IA-32 Intel® Architecture Optimization
1-16
To take advantage of the forward-not-taken and backward-taken static
predictions, code should be arranged so that the likely target of the
branch immediately follows forward branches (see also: “Branch
Prediction” in Chapter 2).
Branch Target Buffer. Once branch history is available, the Pentium 4
processor can predict the branch outcome even before the branch
instruction is decoded. The processor uses a branch history table and a
branch target buffer (collectively called the BTB) to predict the
direction and target of branches based on an instruction’s linear address.
Once the branch is retired, the BTB is updated with the target address.
Return Stack. Returns are always taken; but since a procedure may be
invoked from several call sites, a single predicted target does not suffice.

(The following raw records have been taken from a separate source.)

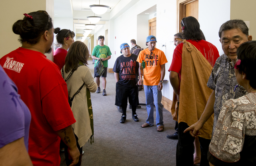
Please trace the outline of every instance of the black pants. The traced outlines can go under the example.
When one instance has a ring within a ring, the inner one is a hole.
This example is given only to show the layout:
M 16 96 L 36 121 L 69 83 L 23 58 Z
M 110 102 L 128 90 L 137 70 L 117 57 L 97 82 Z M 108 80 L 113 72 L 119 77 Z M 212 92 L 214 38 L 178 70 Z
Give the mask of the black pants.
M 179 123 L 178 123 L 177 121 L 175 121 L 175 126 L 174 127 L 174 129 L 176 131 L 176 132 L 175 132 L 175 133 L 176 133 L 177 134 L 178 134 L 178 126 L 179 126 Z
M 74 129 L 73 129 L 74 130 Z M 78 148 L 79 150 L 79 152 L 80 152 L 80 156 L 79 157 L 79 160 L 78 161 L 78 162 L 76 164 L 76 166 L 80 166 L 82 164 L 82 156 L 83 154 L 83 147 L 80 148 L 80 146 L 78 144 L 78 138 L 76 136 L 76 135 L 75 134 L 75 137 L 76 137 L 76 146 L 77 146 L 77 148 Z M 67 166 L 68 166 L 70 164 L 71 164 L 71 163 L 73 161 L 72 159 L 70 160 L 68 159 L 68 146 L 65 144 L 64 144 L 64 153 L 65 153 L 65 158 L 66 160 L 66 164 L 67 164 Z
M 193 166 L 194 165 L 194 141 L 195 138 L 190 135 L 189 132 L 185 133 L 184 130 L 188 127 L 184 122 L 179 123 L 178 142 L 176 149 L 176 166 Z M 207 160 L 207 152 L 211 140 L 199 137 L 201 150 L 200 166 L 209 166 Z

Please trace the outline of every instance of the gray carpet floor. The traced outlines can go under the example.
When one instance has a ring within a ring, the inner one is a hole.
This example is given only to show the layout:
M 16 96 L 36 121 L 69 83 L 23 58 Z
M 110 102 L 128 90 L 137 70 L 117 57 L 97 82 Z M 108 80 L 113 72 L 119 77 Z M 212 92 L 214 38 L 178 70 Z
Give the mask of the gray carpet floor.
M 91 59 L 88 63 L 93 75 L 94 67 Z M 133 121 L 132 110 L 127 108 L 127 120 L 125 123 L 120 123 L 122 113 L 118 111 L 114 105 L 116 81 L 114 73 L 108 73 L 106 80 L 106 96 L 103 96 L 102 93 L 91 93 L 94 142 L 92 144 L 87 142 L 83 146 L 84 154 L 82 165 L 176 165 L 177 140 L 166 137 L 176 131 L 175 121 L 170 113 L 164 109 L 164 128 L 162 132 L 157 131 L 155 124 L 153 126 L 141 127 L 148 117 L 146 106 L 137 109 L 139 122 Z M 102 92 L 101 82 L 100 87 Z M 145 103 L 143 90 L 139 92 L 139 96 L 140 103 Z M 155 109 L 154 111 L 155 119 Z M 66 166 L 64 153 L 60 153 L 60 166 Z

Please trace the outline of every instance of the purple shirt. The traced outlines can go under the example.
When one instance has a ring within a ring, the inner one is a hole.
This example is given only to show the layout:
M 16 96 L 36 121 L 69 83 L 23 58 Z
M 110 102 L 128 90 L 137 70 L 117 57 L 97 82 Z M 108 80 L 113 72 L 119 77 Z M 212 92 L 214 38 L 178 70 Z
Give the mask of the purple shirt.
M 30 111 L 20 99 L 16 85 L 0 65 L 0 148 L 24 137 L 28 150 L 31 120 Z

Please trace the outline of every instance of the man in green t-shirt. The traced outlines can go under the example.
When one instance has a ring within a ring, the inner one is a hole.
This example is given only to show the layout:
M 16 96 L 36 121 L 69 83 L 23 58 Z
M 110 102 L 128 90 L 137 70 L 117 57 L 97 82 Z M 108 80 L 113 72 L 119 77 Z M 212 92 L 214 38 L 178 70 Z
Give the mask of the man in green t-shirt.
M 92 58 L 96 60 L 94 63 L 94 77 L 96 78 L 96 82 L 98 85 L 98 89 L 96 93 L 100 93 L 100 77 L 95 77 L 95 69 L 96 68 L 96 64 L 98 60 L 100 59 L 103 62 L 103 66 L 104 66 L 104 69 L 105 71 L 101 77 L 102 79 L 102 86 L 103 86 L 103 91 L 102 95 L 103 96 L 106 96 L 107 93 L 106 92 L 106 85 L 107 81 L 106 78 L 107 77 L 107 70 L 108 69 L 108 60 L 111 57 L 111 52 L 109 47 L 104 45 L 104 40 L 105 38 L 103 36 L 100 36 L 98 38 L 99 43 L 98 45 L 96 46 L 93 48 L 92 53 Z

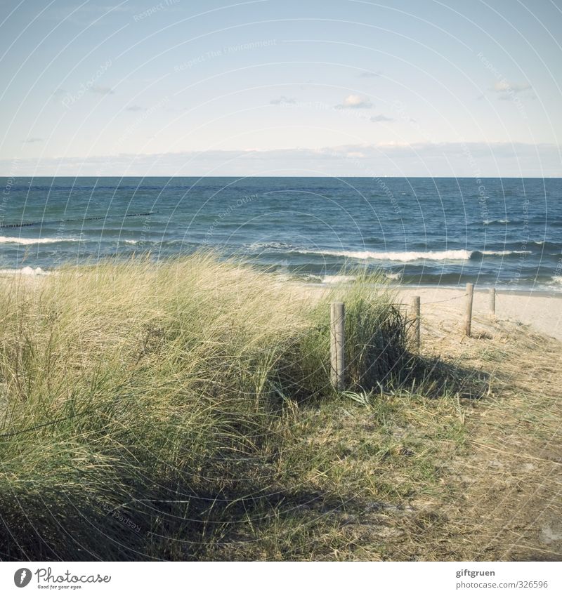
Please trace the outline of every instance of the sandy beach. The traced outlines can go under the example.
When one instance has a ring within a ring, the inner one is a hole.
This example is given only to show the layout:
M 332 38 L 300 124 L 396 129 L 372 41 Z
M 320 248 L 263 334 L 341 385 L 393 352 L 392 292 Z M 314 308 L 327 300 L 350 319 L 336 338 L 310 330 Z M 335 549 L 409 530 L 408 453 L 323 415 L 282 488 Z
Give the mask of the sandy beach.
M 398 288 L 400 299 L 410 304 L 412 297 L 421 298 L 421 312 L 432 323 L 461 324 L 464 313 L 465 291 L 431 287 Z M 473 324 L 476 328 L 489 326 L 490 294 L 488 289 L 474 291 Z M 542 292 L 498 292 L 496 296 L 496 319 L 521 323 L 550 337 L 562 340 L 562 295 Z

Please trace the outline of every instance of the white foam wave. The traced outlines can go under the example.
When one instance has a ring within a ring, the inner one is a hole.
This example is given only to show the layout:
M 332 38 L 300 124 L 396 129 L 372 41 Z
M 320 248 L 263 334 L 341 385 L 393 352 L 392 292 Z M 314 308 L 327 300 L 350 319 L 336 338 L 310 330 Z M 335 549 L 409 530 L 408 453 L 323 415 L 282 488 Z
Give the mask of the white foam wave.
M 326 255 L 355 259 L 375 260 L 468 260 L 472 251 L 427 251 L 426 252 L 377 252 L 374 251 L 298 251 L 301 254 Z
M 76 242 L 75 238 L 20 238 L 18 236 L 0 236 L 0 244 L 53 244 L 55 242 Z
M 344 284 L 346 282 L 353 282 L 355 279 L 353 275 L 325 275 L 322 278 L 322 284 Z
M 506 255 L 530 255 L 532 251 L 477 251 L 483 255 L 493 255 L 504 257 Z
M 45 271 L 40 267 L 36 267 L 34 269 L 32 267 L 22 267 L 21 269 L 0 269 L 0 274 L 7 275 L 49 275 L 51 272 Z

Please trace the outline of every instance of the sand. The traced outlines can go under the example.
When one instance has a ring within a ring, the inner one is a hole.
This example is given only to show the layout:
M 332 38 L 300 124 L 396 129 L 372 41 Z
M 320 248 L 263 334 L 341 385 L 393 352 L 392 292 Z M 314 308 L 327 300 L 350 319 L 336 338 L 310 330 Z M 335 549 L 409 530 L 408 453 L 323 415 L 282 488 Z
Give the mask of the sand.
M 421 312 L 442 324 L 462 324 L 465 310 L 464 289 L 405 287 L 398 289 L 400 300 L 410 304 L 412 296 L 421 298 Z M 446 301 L 444 301 L 446 300 Z M 490 317 L 488 290 L 475 290 L 473 321 L 485 326 Z M 562 294 L 539 292 L 499 292 L 496 296 L 496 318 L 528 325 L 531 329 L 562 341 Z

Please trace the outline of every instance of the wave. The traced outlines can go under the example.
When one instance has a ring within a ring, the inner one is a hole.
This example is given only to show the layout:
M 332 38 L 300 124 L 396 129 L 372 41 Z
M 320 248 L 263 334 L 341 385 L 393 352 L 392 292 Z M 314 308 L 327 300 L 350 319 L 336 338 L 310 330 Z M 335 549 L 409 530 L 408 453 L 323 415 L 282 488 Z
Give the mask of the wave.
M 478 255 L 485 255 L 490 256 L 504 257 L 507 255 L 530 255 L 532 251 L 474 251 L 471 255 L 472 257 Z
M 344 284 L 347 282 L 353 282 L 355 279 L 354 275 L 325 275 L 322 278 L 322 284 Z
M 426 252 L 377 252 L 374 251 L 305 251 L 294 252 L 304 255 L 320 256 L 345 257 L 355 259 L 373 259 L 374 260 L 399 260 L 407 263 L 411 260 L 468 260 L 472 251 L 428 251 Z
M 531 254 L 531 251 L 426 251 L 406 252 L 377 252 L 374 251 L 306 251 L 298 250 L 299 254 L 320 256 L 338 256 L 346 258 L 373 260 L 396 260 L 409 263 L 415 260 L 470 260 L 481 256 L 507 256 L 508 255 Z
M 0 236 L 0 244 L 54 244 L 55 242 L 77 242 L 76 238 L 20 238 L 18 236 Z
M 49 275 L 51 272 L 45 271 L 40 267 L 36 267 L 34 269 L 32 267 L 22 267 L 21 269 L 0 269 L 0 274 L 7 275 Z
M 484 225 L 492 225 L 494 223 L 509 223 L 511 220 L 509 219 L 485 219 L 483 220 L 482 223 Z

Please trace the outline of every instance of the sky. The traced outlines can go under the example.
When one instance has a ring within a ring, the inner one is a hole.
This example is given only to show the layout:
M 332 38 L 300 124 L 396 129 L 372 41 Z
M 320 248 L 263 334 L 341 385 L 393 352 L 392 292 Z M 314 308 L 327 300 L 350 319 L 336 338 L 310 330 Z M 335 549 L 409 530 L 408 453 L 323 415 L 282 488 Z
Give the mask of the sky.
M 562 176 L 562 0 L 0 0 L 0 175 Z

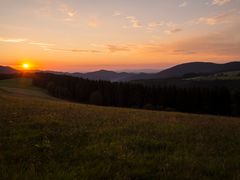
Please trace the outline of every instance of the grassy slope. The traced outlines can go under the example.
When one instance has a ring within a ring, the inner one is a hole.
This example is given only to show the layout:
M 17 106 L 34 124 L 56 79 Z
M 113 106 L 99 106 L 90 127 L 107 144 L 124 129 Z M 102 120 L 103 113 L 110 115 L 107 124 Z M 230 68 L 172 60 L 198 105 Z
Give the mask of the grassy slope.
M 240 178 L 240 119 L 88 106 L 36 97 L 30 84 L 17 87 L 21 95 L 1 87 L 0 179 Z

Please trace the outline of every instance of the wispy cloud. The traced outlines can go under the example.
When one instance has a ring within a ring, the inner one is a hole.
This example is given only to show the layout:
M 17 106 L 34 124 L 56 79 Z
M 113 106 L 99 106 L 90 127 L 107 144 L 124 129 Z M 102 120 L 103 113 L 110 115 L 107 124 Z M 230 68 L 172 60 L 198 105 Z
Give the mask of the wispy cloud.
M 97 28 L 101 25 L 101 21 L 96 17 L 90 18 L 87 22 L 87 25 L 91 28 Z
M 164 25 L 164 22 L 152 21 L 152 22 L 148 23 L 147 30 L 154 31 L 155 29 L 157 29 L 158 27 L 161 27 L 163 25 Z
M 236 11 L 230 11 L 227 13 L 222 13 L 215 16 L 211 16 L 211 17 L 200 17 L 195 22 L 196 24 L 204 23 L 207 25 L 229 23 L 233 20 L 235 15 L 236 15 Z
M 61 4 L 59 7 L 59 11 L 69 18 L 73 18 L 77 15 L 77 11 L 66 4 Z
M 183 8 L 187 6 L 187 1 L 183 1 L 181 4 L 179 4 L 179 7 Z
M 229 2 L 231 2 L 231 0 L 213 0 L 212 4 L 222 6 L 222 5 L 224 5 L 226 3 L 229 3 Z
M 142 27 L 142 24 L 135 16 L 127 16 L 126 19 L 129 20 L 129 22 L 131 23 L 133 28 L 141 28 Z
M 64 52 L 74 52 L 74 53 L 100 53 L 98 50 L 91 49 L 65 49 L 65 48 L 46 48 L 47 51 L 64 51 Z
M 130 48 L 128 46 L 122 46 L 122 45 L 113 45 L 113 44 L 109 44 L 107 45 L 108 50 L 111 53 L 115 53 L 115 52 L 121 52 L 121 51 L 130 51 Z
M 122 15 L 122 13 L 120 11 L 115 11 L 113 13 L 113 16 L 121 16 L 121 15 Z
M 179 28 L 177 24 L 174 24 L 172 22 L 164 23 L 164 25 L 167 28 L 164 32 L 168 35 L 175 34 L 182 31 L 182 29 Z
M 172 29 L 166 30 L 165 33 L 170 35 L 170 34 L 178 33 L 178 32 L 181 32 L 181 31 L 182 31 L 181 28 L 172 28 Z
M 9 38 L 0 37 L 0 42 L 5 42 L 5 43 L 21 43 L 25 41 L 27 41 L 27 39 L 21 39 L 21 38 L 9 39 Z

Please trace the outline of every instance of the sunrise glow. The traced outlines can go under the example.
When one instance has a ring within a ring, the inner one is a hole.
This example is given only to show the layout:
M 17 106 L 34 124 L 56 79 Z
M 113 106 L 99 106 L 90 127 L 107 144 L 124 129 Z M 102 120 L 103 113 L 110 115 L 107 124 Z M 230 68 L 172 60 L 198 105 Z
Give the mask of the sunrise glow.
M 0 2 L 0 21 L 2 65 L 81 72 L 240 59 L 239 0 L 12 0 Z
M 25 69 L 25 70 L 28 70 L 28 69 L 29 69 L 29 64 L 24 63 L 24 64 L 22 65 L 22 68 Z

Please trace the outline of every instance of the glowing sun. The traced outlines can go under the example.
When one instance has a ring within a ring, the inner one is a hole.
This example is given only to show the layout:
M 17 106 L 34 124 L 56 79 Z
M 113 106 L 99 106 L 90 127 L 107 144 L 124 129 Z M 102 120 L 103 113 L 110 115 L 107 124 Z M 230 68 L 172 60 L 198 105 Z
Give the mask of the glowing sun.
M 30 65 L 28 63 L 24 63 L 22 64 L 22 68 L 28 70 L 30 68 Z

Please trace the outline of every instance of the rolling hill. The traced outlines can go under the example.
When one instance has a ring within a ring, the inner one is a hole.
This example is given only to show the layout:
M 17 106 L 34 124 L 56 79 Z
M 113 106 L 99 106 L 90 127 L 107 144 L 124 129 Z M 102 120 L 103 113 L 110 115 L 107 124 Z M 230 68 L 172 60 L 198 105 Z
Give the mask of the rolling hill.
M 0 179 L 239 178 L 239 118 L 71 103 L 30 82 L 0 81 Z
M 179 78 L 186 74 L 214 74 L 219 72 L 239 71 L 240 62 L 230 62 L 226 64 L 215 64 L 208 62 L 185 63 L 168 68 L 158 73 L 117 73 L 114 71 L 100 70 L 89 73 L 73 73 L 76 77 L 90 80 L 107 80 L 107 81 L 132 81 L 147 79 L 166 79 Z
M 0 74 L 16 74 L 19 73 L 16 69 L 9 66 L 0 66 Z

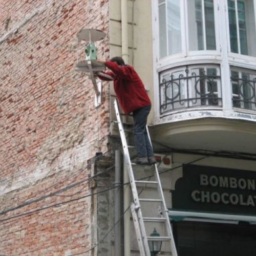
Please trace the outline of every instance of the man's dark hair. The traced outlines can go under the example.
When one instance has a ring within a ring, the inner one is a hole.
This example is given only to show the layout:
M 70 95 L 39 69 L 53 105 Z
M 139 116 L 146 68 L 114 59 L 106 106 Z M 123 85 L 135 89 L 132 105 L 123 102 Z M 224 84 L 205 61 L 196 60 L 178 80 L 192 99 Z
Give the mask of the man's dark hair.
M 119 66 L 124 66 L 125 65 L 124 60 L 121 57 L 114 57 L 110 61 L 117 63 L 117 65 Z

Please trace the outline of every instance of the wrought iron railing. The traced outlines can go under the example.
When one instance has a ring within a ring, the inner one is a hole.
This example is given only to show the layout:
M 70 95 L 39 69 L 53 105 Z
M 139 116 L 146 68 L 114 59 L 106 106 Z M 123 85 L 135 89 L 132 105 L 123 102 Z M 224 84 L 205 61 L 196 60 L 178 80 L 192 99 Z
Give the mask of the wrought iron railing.
M 231 69 L 233 108 L 256 110 L 256 74 L 252 71 Z
M 189 66 L 160 74 L 160 114 L 182 108 L 221 106 L 218 65 Z

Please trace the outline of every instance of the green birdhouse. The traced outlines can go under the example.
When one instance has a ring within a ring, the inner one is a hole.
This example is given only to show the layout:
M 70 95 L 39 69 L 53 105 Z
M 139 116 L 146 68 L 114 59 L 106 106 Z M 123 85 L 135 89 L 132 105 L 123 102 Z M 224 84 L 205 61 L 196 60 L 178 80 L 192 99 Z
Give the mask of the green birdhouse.
M 94 60 L 97 59 L 97 49 L 93 42 L 91 42 L 84 48 L 86 52 L 86 59 L 87 60 Z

The Pentium 4 processor has a Return Stack that can predict return
addresses for a series of procedure calls. This increases the benefit of
unrolling loops containing function calls. It also mitigates the need to
put certain procedures inline since the return penalty portion of the
procedure call overhead is reduced.
Even if the direction and target address of the branch are correctly
predicted, a taken branch may reduce available parallelism in a typical
processor (since the decode bandwidth is wasted for instructions which
immediately follow the branch and precede the target, if the branch does
not end the line and target does not begin the line). The branch predictor
allows a branch and its target to coexist in a single trace cache line,
maximizing instruction delivery from the front end.
Execution Core Detail
The execution core is designed to optimize overall performance by
handling common cases most efficiently. The hardware is designed to
execute frequent operations in a common context as fast as possible, at
the expense of infrequent operations using rare contexts.